Install dependencies: R + libR
RStudio needs R (obviously), and specifically
libR.so. Basically, if you compiled R yourself, make sure it was compiled with shared library support, ie:
$ ./configure --enable-R-shlib
Note: Make sure you have the
cairo-devel package installed before compiling R, or else your R will use X11 fonts instead of nice, modern truetype fonts.

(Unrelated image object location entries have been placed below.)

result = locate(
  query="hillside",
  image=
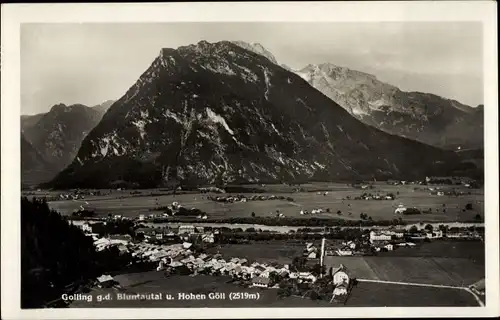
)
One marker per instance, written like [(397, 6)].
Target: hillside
[(424, 117), (34, 168), (57, 134), (214, 112)]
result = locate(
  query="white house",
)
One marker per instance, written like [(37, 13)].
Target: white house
[(389, 247), (374, 236), (208, 237), (400, 209), (339, 290), (344, 252), (186, 229), (435, 234), (260, 282), (340, 275), (86, 227)]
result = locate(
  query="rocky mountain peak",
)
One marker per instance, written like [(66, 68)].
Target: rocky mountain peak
[(212, 112), (258, 49)]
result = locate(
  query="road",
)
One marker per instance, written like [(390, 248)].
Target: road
[(427, 285)]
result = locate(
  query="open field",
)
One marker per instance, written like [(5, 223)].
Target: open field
[(438, 262), (156, 282), (121, 202), (366, 294), (471, 250)]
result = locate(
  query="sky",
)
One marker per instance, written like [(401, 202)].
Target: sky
[(90, 63)]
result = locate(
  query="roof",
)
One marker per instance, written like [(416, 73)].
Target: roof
[(104, 278), (261, 280), (340, 268), (480, 285)]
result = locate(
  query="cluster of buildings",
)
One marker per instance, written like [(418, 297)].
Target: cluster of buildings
[(314, 211), (172, 210), (183, 232), (369, 196)]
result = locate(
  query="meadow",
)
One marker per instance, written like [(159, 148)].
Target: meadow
[(156, 282), (427, 270), (443, 208), (454, 263), (366, 294)]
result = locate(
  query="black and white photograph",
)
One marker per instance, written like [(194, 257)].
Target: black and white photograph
[(288, 164)]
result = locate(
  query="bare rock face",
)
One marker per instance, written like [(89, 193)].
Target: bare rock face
[(213, 112), (424, 117)]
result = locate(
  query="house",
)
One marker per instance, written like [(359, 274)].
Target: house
[(307, 277), (122, 249), (434, 234), (105, 281), (86, 227), (186, 229), (261, 282), (340, 275), (345, 251), (389, 247), (478, 287), (374, 236), (398, 233), (311, 255), (199, 229), (340, 289), (400, 209)]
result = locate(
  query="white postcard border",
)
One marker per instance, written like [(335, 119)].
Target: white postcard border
[(15, 14)]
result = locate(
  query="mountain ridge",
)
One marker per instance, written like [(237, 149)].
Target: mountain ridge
[(424, 117), (234, 116)]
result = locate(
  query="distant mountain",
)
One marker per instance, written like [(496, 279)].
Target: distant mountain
[(257, 48), (217, 112), (103, 107), (29, 121), (57, 134), (34, 168), (424, 117)]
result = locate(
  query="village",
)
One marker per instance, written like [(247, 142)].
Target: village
[(182, 250)]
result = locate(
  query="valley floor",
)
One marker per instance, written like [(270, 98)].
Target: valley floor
[(338, 200)]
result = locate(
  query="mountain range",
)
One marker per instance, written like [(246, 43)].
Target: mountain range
[(424, 117), (224, 112), (50, 141)]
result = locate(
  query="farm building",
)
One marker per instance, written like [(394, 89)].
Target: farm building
[(186, 229), (340, 290), (340, 275), (260, 282), (379, 236), (106, 281), (310, 251), (400, 209)]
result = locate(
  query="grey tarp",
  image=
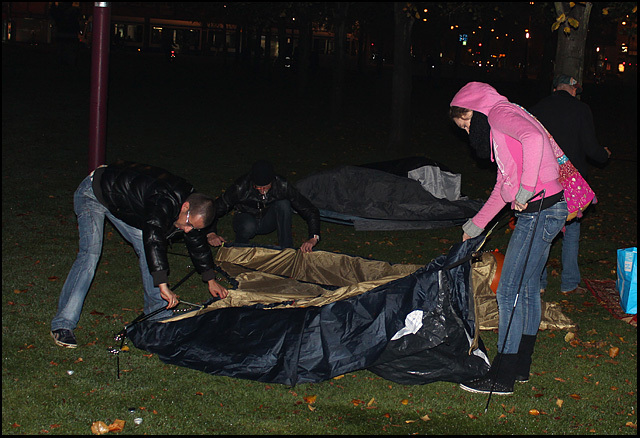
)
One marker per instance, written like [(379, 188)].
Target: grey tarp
[(372, 199)]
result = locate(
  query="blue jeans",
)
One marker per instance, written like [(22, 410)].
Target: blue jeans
[(91, 214), (276, 217), (518, 260), (570, 278)]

Install dependencies for building RStudio:
$ sudo yum install cmake libuuid-devel.x86_64 ant pango-devel java-1.7.0-openjdk-devel.x86_64 java-1.6.0-openjdk-devel.x86_64
Clone the RStudio git repository and checkout the latest stable tag:
$ git clone https://github.com/rstudio/rstudio.git $ cd rstudio $ git checkout v0.97.551
Install some more dependencies using RStudio’s built-in scripts:
$ cd dependencies/common $ ./install-dictionaries $ ./install-mathjax $ ./install-gwt $ cd ../../
FYI, there are a few other scripts in there for installing dependencies, but these were the only ones that made sense for my environment. Also, RStudio ships its own pre-compiled Qt, for example, but it is compiled to live in /opt/, which won’t work for me.
Finally, build RStudio:
$ cmake -DRSTUDIO_TARGET=Desktop -DCMAKE_BUILD_TYPE=Release -DBOOST_ROOT=/export/apps/boost/1.50.0/ -DCMAKE_INSTALL_PREFIX=/export/apps/rstudio/v0.97.551 -DQT_QMAKE_EXECUTABLE=/export/apps/qt/4.8.4/bin/qmake PATH=/export/apps/R/3.0.0/bin:$PATH $ make $ sudo make install
Note, you must take care to fix the paths to the various dependencies so cmake can find them!
Enjoy the hard work
In order to run
rstudio you’ll need to make sure the boost and Qt library paths are present in LD_LIBRARY_PATH, and that R can be found in PATH. An example wrapper script, rstudio.sh:
#!/bin/env bash export PATH=/export/apps/R/3.0.0/bin/R:$PATH export LD_LIBRARY_PATH=/export/apps/boost/1.50.0/lib:/export/apps/qt/4.8.4/lib:$LD_LIBRARY_PATH /export/apps/rstudio/v0.97.551/bin/rstudio
Here’s RStudio in all its glory, showing a plot, modern typography, and the “Solarized Dark” theme that comes with RStudio:
In the future I hope we’ll have some interesting things to share (and code!) about how we’re using R to solve problems at ILRI.